Este cerimonial, já com Lovecraft feito em pó, é
um bom sublinhado da simulação que efectivamente sempre foi a vida do autor
de “O horror de Dunwich”. Esta era, no capítulo da existência através dos livros,
das letras, das imaginações mais desvairadas a que convencionou chamar-se Literatura,
uma imitação perfeita. HPL simulava uma vida de mistério, de sonho e de caminhadas
por mundos inquietantes ou francamente sinistros, o que na verdade era tão-só uma
translação em volta dum mundo pessoal expresso em factos compreensíveis,
de características mais ou menos naturais e quotidianas, em geral penosas, que constituíam
o cerne da sua existência de desenquadrado: entre muitas outras, a sua profunda
repugnância por répteis e peixes, de tal forma pronunciada que a visão dum exemplar
esquartejado dum dos últimos o deixava à beira do vómito; a marcada aversão por
carnes e a preferência, mesmo a paixão, por bolos e gelados, semelhante ao carinho
que acalentava pelos gatos. Saber-se de que doença rara ele sofria (1) também concorrerá
para, com eficácia, poder traçar-se um mapa adequado do complexo e malfadado, apesar
de misterioso e exaltante a mais dum título, continente Lovecraft. E decerto nenhum
bem lhe teria feito a opinião frequentemente emitida por sua mãe, a pobre destrambelhada
Susie Philips que vira o marido morrer louco ia HPL nos oito anos de idade, que
o alertava amiúde para o facto de que apesar de haver nele génio em quantidade e
qualidade suficientes não devia expor-se muito aos olhares da rua, devido à extrema
fealdade do seu rosto e à suposta repelência geral do seu aspecto.

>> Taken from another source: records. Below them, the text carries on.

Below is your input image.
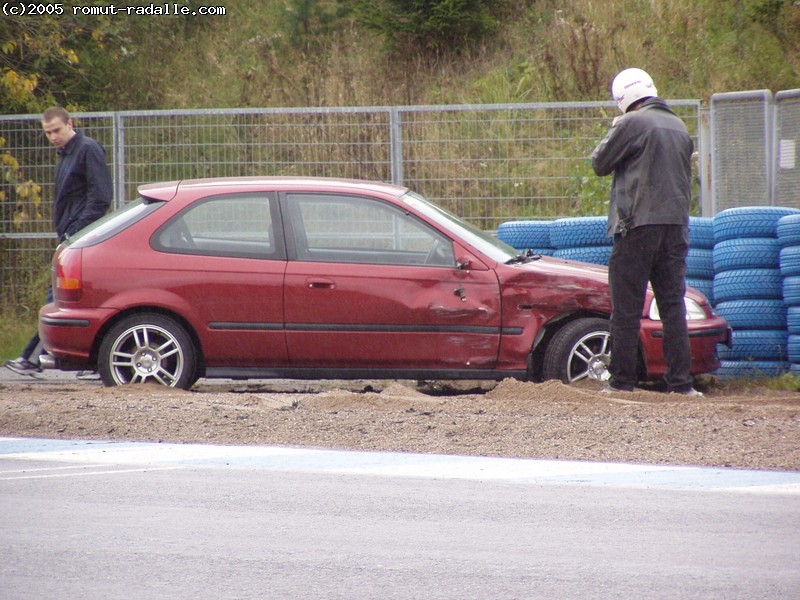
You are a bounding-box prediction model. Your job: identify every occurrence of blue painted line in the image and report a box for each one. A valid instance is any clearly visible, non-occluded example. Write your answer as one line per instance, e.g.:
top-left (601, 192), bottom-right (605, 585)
top-left (0, 438), bottom-right (800, 495)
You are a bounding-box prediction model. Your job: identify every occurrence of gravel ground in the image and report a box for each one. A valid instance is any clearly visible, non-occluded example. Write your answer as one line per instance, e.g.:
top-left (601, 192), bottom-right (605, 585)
top-left (0, 376), bottom-right (800, 471)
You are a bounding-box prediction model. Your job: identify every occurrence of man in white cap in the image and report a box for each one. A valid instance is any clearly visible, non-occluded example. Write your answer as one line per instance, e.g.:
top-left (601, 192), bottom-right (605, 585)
top-left (592, 69), bottom-right (702, 396)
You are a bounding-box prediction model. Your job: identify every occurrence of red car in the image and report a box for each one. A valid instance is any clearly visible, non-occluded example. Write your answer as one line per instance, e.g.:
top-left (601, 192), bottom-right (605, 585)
top-left (39, 178), bottom-right (728, 388)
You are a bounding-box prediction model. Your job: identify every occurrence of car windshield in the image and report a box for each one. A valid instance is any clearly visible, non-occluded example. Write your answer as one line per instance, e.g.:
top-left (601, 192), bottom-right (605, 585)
top-left (402, 192), bottom-right (519, 263)
top-left (69, 198), bottom-right (164, 248)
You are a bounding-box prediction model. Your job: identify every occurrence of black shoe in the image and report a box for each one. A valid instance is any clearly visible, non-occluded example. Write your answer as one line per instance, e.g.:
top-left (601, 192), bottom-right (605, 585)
top-left (76, 371), bottom-right (100, 381)
top-left (5, 357), bottom-right (42, 375)
top-left (671, 388), bottom-right (703, 398)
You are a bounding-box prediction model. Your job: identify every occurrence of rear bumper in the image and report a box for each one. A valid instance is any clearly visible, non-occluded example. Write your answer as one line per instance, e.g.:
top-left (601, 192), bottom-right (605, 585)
top-left (641, 315), bottom-right (731, 378)
top-left (39, 303), bottom-right (118, 370)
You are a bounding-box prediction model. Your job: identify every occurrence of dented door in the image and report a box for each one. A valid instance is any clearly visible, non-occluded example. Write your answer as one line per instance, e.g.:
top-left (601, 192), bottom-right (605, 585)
top-left (284, 195), bottom-right (501, 369)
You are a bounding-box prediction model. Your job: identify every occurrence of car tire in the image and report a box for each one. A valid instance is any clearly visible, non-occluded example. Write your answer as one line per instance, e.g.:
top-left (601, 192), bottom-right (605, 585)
top-left (714, 300), bottom-right (786, 329)
top-left (718, 329), bottom-right (790, 361)
top-left (714, 269), bottom-right (783, 302)
top-left (542, 318), bottom-right (611, 384)
top-left (550, 217), bottom-right (614, 248)
top-left (689, 217), bottom-right (714, 250)
top-left (497, 221), bottom-right (552, 250)
top-left (553, 246), bottom-right (614, 266)
top-left (97, 313), bottom-right (197, 389)
top-left (714, 238), bottom-right (781, 273)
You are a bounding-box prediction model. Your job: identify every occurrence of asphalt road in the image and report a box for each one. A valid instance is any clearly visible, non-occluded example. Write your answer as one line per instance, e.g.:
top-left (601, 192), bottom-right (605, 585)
top-left (0, 438), bottom-right (800, 600)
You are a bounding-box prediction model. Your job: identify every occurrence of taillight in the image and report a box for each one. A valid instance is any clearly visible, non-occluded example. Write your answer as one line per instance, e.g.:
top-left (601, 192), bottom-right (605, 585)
top-left (53, 249), bottom-right (83, 302)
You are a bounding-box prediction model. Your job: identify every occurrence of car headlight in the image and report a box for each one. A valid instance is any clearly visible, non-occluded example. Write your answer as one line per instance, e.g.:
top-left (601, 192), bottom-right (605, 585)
top-left (648, 296), bottom-right (708, 321)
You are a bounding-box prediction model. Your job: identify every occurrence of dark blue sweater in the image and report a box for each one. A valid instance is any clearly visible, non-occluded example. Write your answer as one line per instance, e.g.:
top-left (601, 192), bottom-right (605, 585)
top-left (53, 131), bottom-right (113, 240)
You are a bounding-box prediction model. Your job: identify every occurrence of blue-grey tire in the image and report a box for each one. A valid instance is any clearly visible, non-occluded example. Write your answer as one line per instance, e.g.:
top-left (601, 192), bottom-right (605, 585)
top-left (714, 300), bottom-right (786, 329)
top-left (714, 206), bottom-right (800, 244)
top-left (717, 329), bottom-right (789, 361)
top-left (714, 269), bottom-right (783, 302)
top-left (497, 221), bottom-right (553, 250)
top-left (712, 360), bottom-right (791, 381)
top-left (714, 238), bottom-right (781, 273)
top-left (550, 217), bottom-right (614, 250)
top-left (689, 217), bottom-right (714, 249)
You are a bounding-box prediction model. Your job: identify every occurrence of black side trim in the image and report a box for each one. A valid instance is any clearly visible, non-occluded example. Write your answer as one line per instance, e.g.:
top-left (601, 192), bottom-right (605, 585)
top-left (208, 321), bottom-right (283, 331)
top-left (205, 367), bottom-right (527, 380)
top-left (39, 317), bottom-right (89, 327)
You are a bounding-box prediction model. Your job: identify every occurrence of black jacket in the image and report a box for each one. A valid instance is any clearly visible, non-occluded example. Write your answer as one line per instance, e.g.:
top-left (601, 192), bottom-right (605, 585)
top-left (592, 97), bottom-right (694, 236)
top-left (53, 131), bottom-right (113, 240)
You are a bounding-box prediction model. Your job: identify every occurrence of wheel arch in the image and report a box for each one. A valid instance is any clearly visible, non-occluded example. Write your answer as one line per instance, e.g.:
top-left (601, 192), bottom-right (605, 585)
top-left (528, 310), bottom-right (647, 382)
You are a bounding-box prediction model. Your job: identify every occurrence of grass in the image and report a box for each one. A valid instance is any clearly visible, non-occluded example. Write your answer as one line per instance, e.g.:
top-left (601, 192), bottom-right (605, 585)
top-left (0, 313), bottom-right (38, 362)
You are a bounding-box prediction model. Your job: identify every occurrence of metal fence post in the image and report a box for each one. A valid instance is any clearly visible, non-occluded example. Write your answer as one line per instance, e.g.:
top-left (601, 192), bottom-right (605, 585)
top-left (389, 107), bottom-right (403, 185)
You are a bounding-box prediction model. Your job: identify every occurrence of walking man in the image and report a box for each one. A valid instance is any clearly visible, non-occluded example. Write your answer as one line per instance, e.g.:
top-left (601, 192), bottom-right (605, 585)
top-left (592, 69), bottom-right (702, 396)
top-left (5, 106), bottom-right (113, 374)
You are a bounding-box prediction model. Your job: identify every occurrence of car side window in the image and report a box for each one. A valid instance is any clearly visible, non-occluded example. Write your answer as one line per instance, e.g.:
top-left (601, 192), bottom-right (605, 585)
top-left (287, 194), bottom-right (455, 267)
top-left (153, 194), bottom-right (277, 258)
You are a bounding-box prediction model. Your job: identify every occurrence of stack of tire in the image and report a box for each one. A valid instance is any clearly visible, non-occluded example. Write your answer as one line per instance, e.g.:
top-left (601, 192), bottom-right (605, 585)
top-left (778, 214), bottom-right (800, 375)
top-left (686, 217), bottom-right (714, 302)
top-left (713, 207), bottom-right (800, 379)
top-left (497, 221), bottom-right (555, 256)
top-left (550, 217), bottom-right (614, 266)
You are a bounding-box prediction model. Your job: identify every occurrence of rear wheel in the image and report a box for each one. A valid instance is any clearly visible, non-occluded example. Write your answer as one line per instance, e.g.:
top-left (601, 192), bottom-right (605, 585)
top-left (542, 318), bottom-right (611, 383)
top-left (97, 313), bottom-right (197, 389)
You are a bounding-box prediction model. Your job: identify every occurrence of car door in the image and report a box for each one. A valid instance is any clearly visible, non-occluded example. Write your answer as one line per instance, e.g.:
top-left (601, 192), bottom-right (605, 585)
top-left (152, 192), bottom-right (287, 367)
top-left (282, 193), bottom-right (500, 369)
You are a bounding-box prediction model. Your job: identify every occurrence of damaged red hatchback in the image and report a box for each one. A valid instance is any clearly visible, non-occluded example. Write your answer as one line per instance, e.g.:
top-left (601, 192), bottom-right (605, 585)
top-left (39, 178), bottom-right (727, 388)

Sendo os “Fungi”, como são em grande parte, uma simulação
de poesia, vão ao encontro no outro lado do espelho das surpreendentes
efabulações engendradas pelo Autor que, diga-se a talhe de foice, nunca viu um livro
de sua lavra ser dado a lume em editora profissional e jamais recebeu em vida (e
muitos anos após a sua morte) a menor consideração dos habitantes desses lugares
onde, presumivelmente, se fazem as sólidas reputações dos escritores ou dos pretendentes:
as universidades e as academias d’aquém e d’além mar.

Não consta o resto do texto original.